Libya should have settled that for all the idiots who chose to ignore Edward S. Herman's repeated analysis of Power.
But Power will again present herself as for human rights -- she's not.
And her refusal to call out the use of Shi'ite militias in Iraq goes to that.
There will never be peace in Iraq with Shi'ite militias terrorizing the people.
And this raises other issues.
Samantha Power was clearly not a person of peace but she was applauded as such by many 'left' journalists (Scahill was practically her love slave) and by many activists.
So maybe the reality is we don't want peace?
Maybe the reality is we want credit for working towards a peace that will never come.
I'm not talking about the US government.
Clearly, the US government doesn't want peace in Iraq.
If you identify the need for a political solution and then fail to work on that all these months later (Barack said it was the only answer back in June), then clearly you don't want peace. You want chaos and instability because they allow you to control the country and its resources, the region and its stability.
When Henry Kissinger told the Kurds to fight back, he didn't want the Kurds to actually win and once a signal had been sent to Saddam, Henry and the Nixon White House wrote off the Kurds.
This is not speculation.
This is documented in the Pike Report Congress wrote.
Rebecca just noted how the Chair of the Joint Chiefs, Gen Martin Dempsey, declared this week that it didn't matter if Ramadi fell. Stan noted how, since August, the White House has spent over $2 billion on fighting (with combat, not with diplomacy) the Islamic State.
And there is no political solution.
The US government is putting no effort into working towards a political solution.
$2 billion down the drain in the time since Haider became prime minister -- not even a year -- and the only 'answer' the White House is more of the same.
Clearly, peace is not the goal.
You don't waste that kind of money and that kind of time, don't insist publicly that it doesn't mater if Ramadi falls if peace is your goal.
That's the White House, that's the government.
But I'm talking the US peace movement.
Or what passes for it.
I've yet to see Medea Benjamin or any of the other self-appointed leaders do a damn thing that was for peace.
I see them pull stunts that get press attention.
I see them brag about these stunts.
I just don't see them working for peace.
I see them working very hard to pretend that they're better than other people.
I just don't see them working for peace.
At the Thursday morning event, Haider insisted, "We must not only win the war – we must also win the peace. Together, we must take action against the political, economic and social problems that give rise to violent extremism, so that terrorism on the scale of Daesh will never re-emerge to threaten our nation and our neighbors again.[. . .] Let me be as clear as I can be: Our government’s highest priority is reducing ethnic sectarian tensions and divisions in Iraq.

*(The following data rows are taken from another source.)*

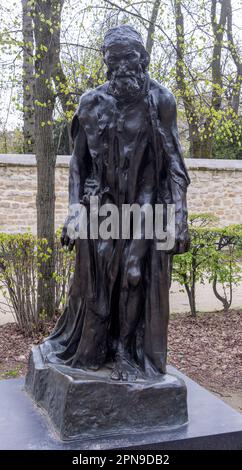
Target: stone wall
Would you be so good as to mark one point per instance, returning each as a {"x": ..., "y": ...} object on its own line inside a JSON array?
[{"x": 216, "y": 187}]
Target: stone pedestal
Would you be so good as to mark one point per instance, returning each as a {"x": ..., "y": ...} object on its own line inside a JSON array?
[{"x": 89, "y": 405}]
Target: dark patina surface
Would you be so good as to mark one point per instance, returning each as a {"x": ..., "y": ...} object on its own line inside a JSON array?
[{"x": 126, "y": 150}]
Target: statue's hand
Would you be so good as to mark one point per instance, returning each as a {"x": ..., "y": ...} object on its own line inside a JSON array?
[{"x": 65, "y": 239}]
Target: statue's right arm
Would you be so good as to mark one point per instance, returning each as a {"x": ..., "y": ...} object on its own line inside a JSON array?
[{"x": 78, "y": 163}]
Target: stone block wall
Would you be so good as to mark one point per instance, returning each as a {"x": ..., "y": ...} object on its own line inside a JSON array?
[{"x": 216, "y": 187}]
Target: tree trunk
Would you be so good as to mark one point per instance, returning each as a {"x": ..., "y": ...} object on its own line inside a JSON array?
[
  {"x": 28, "y": 78},
  {"x": 192, "y": 299},
  {"x": 46, "y": 31}
]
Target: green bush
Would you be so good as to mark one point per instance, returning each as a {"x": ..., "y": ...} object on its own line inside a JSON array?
[
  {"x": 213, "y": 256},
  {"x": 20, "y": 258}
]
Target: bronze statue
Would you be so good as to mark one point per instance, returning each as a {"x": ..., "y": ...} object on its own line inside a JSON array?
[{"x": 126, "y": 150}]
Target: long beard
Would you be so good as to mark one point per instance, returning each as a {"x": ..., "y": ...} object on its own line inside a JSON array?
[{"x": 128, "y": 86}]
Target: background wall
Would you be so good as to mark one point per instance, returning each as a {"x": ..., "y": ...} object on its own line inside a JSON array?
[{"x": 216, "y": 187}]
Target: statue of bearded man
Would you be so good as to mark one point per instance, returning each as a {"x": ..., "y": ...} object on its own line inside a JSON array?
[{"x": 126, "y": 151}]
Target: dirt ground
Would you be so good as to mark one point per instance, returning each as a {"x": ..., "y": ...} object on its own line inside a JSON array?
[{"x": 208, "y": 349}]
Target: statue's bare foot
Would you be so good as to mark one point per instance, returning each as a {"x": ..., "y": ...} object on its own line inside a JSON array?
[{"x": 124, "y": 371}]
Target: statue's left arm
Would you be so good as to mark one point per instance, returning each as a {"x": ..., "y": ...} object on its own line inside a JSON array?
[{"x": 176, "y": 173}]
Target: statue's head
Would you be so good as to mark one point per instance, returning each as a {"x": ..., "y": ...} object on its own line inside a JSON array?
[{"x": 126, "y": 60}]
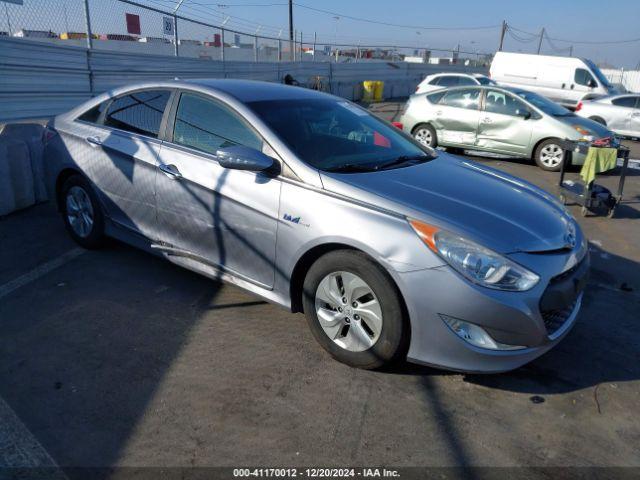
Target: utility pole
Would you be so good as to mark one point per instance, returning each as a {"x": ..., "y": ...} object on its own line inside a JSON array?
[
  {"x": 503, "y": 31},
  {"x": 291, "y": 38},
  {"x": 540, "y": 42}
]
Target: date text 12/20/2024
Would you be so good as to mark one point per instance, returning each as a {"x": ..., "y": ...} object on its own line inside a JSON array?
[{"x": 315, "y": 473}]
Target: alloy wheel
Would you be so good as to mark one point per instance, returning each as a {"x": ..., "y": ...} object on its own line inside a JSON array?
[
  {"x": 551, "y": 155},
  {"x": 348, "y": 311},
  {"x": 79, "y": 211}
]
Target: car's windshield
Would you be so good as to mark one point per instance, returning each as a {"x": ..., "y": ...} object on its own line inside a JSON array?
[
  {"x": 485, "y": 81},
  {"x": 337, "y": 136},
  {"x": 596, "y": 71},
  {"x": 547, "y": 106}
]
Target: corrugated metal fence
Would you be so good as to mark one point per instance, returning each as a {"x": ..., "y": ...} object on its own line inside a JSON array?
[{"x": 40, "y": 80}]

And we have nurtured close working relationships with parliament and Iraq’s community leaders and religious institutions to ensure an outcome that is favorable to all our people."

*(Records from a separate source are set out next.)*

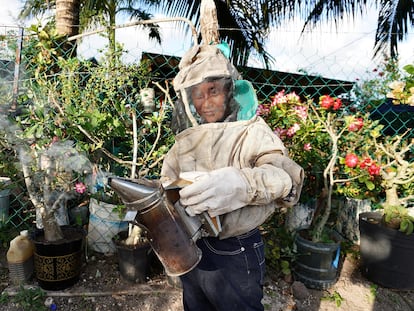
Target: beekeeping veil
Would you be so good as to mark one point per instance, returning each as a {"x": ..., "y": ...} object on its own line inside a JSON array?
[{"x": 203, "y": 62}]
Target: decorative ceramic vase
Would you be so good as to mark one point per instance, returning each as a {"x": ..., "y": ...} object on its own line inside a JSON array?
[{"x": 58, "y": 264}]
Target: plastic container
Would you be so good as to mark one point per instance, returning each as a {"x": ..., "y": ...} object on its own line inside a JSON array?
[{"x": 20, "y": 258}]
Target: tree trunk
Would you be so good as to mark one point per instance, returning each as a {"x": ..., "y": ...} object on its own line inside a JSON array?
[{"x": 67, "y": 23}]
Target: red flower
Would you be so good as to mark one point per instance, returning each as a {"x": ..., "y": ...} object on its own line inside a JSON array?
[
  {"x": 80, "y": 187},
  {"x": 351, "y": 160},
  {"x": 326, "y": 101},
  {"x": 374, "y": 169},
  {"x": 366, "y": 163},
  {"x": 356, "y": 125},
  {"x": 337, "y": 104}
]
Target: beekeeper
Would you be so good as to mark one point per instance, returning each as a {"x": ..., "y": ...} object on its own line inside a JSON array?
[{"x": 240, "y": 172}]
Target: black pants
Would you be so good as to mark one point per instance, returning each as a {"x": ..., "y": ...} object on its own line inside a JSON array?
[{"x": 229, "y": 275}]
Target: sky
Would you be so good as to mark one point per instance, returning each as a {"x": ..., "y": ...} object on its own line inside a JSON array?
[{"x": 344, "y": 53}]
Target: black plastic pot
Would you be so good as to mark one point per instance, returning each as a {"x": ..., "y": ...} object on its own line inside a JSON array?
[
  {"x": 386, "y": 254},
  {"x": 317, "y": 264},
  {"x": 58, "y": 264},
  {"x": 133, "y": 260}
]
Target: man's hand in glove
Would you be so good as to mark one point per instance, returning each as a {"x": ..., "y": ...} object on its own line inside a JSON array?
[{"x": 218, "y": 192}]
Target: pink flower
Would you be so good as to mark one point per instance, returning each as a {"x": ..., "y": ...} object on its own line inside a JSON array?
[
  {"x": 301, "y": 112},
  {"x": 374, "y": 169},
  {"x": 351, "y": 160},
  {"x": 327, "y": 102},
  {"x": 80, "y": 187},
  {"x": 337, "y": 104},
  {"x": 280, "y": 132},
  {"x": 292, "y": 130},
  {"x": 279, "y": 98},
  {"x": 262, "y": 110}
]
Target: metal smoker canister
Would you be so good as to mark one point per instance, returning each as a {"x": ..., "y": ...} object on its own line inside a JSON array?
[{"x": 166, "y": 232}]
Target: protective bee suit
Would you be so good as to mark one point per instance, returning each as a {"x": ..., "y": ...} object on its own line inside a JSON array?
[{"x": 240, "y": 172}]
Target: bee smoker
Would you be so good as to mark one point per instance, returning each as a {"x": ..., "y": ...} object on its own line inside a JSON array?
[{"x": 150, "y": 206}]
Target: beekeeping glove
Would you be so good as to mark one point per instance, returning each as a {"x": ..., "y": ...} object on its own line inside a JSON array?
[{"x": 217, "y": 192}]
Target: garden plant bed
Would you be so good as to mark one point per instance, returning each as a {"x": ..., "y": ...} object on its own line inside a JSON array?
[{"x": 102, "y": 288}]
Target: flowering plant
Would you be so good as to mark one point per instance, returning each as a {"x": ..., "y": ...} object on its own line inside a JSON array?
[
  {"x": 54, "y": 175},
  {"x": 323, "y": 138}
]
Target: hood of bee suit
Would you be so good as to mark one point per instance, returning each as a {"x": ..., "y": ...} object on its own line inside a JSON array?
[{"x": 205, "y": 61}]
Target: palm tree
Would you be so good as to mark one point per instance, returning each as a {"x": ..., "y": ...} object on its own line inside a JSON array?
[
  {"x": 245, "y": 24},
  {"x": 95, "y": 10},
  {"x": 72, "y": 16},
  {"x": 394, "y": 19}
]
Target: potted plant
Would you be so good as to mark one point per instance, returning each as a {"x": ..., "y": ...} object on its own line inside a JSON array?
[
  {"x": 133, "y": 249},
  {"x": 319, "y": 135},
  {"x": 52, "y": 174},
  {"x": 386, "y": 235}
]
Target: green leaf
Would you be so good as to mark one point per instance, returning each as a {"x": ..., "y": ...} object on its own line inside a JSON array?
[{"x": 370, "y": 185}]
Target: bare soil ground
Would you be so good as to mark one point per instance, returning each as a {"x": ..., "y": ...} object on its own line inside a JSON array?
[{"x": 101, "y": 287}]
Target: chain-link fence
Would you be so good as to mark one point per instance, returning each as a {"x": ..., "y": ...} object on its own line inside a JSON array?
[{"x": 25, "y": 65}]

Yeah, well when do you plan to get to work on that?
Because he hasn't done a damn thing to improve the situation in Iraq and weeks have turned to months and he's proven to be a liar and a failure.
As for Ned Parker, he reported the truth.

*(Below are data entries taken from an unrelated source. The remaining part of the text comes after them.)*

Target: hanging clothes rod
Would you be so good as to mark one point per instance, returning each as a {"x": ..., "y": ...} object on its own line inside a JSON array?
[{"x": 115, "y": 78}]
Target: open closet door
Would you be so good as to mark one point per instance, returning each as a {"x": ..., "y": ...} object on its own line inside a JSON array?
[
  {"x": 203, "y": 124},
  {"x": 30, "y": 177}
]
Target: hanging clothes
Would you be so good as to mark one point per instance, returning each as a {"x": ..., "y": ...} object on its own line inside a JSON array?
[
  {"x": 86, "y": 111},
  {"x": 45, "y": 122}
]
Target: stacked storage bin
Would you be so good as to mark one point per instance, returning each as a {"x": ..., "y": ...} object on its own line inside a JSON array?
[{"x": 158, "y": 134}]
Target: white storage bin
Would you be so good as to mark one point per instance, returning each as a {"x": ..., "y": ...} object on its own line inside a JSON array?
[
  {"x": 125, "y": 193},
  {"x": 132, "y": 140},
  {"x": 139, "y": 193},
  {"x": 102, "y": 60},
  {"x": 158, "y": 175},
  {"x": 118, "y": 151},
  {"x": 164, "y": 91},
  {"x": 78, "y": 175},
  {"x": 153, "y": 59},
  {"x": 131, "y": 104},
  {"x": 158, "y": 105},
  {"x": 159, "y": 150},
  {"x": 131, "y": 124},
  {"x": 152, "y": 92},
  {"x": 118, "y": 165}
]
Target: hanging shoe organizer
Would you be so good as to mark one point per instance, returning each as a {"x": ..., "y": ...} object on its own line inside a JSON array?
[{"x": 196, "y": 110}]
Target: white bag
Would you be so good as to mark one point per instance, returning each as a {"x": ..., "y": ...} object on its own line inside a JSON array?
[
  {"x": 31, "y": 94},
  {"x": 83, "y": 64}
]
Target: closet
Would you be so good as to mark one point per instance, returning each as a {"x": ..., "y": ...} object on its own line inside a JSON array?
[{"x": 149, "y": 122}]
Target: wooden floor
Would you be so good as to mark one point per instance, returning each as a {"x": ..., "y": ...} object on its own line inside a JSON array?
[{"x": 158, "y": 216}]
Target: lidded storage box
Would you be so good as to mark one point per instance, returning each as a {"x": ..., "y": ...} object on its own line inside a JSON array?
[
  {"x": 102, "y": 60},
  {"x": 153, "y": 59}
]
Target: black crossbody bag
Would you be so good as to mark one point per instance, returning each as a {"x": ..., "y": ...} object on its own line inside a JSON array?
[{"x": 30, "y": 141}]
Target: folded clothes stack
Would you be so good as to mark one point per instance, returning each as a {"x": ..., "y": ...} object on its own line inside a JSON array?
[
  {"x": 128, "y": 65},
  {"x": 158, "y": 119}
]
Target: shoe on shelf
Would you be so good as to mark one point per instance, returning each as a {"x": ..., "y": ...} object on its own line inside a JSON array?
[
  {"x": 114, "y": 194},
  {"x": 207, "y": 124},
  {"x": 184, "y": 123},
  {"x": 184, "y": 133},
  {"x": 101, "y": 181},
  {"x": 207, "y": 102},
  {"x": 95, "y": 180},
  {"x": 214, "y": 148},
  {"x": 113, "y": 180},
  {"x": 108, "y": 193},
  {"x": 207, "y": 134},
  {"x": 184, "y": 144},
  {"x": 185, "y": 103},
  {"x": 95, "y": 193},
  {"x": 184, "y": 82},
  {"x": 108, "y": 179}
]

That's usually enough of a 'crime' to get anyone in trouble.
That's what it's about and if you can't tell the truth, at least the world a favor and sit your tired ass down and stay there in silence.
Arianna Huffington, count your blessings. This snapshot was finished eight hours ago but I held it because it included exposing the real you. That's what a friend -- or in this case, former friend -- can do. This time I paused. Next time I might not. Time or just not caring might force me to post reality. So think about that before you allow your 'brand' to be used to attack someone like Ned Parker.
Because next time, I might not be saying, "Think of her children. Think of her children. Think of how humiliated they would be."
Instead, I might just say, "She's a grown up. She's responsible for her actions. She gets what she gets."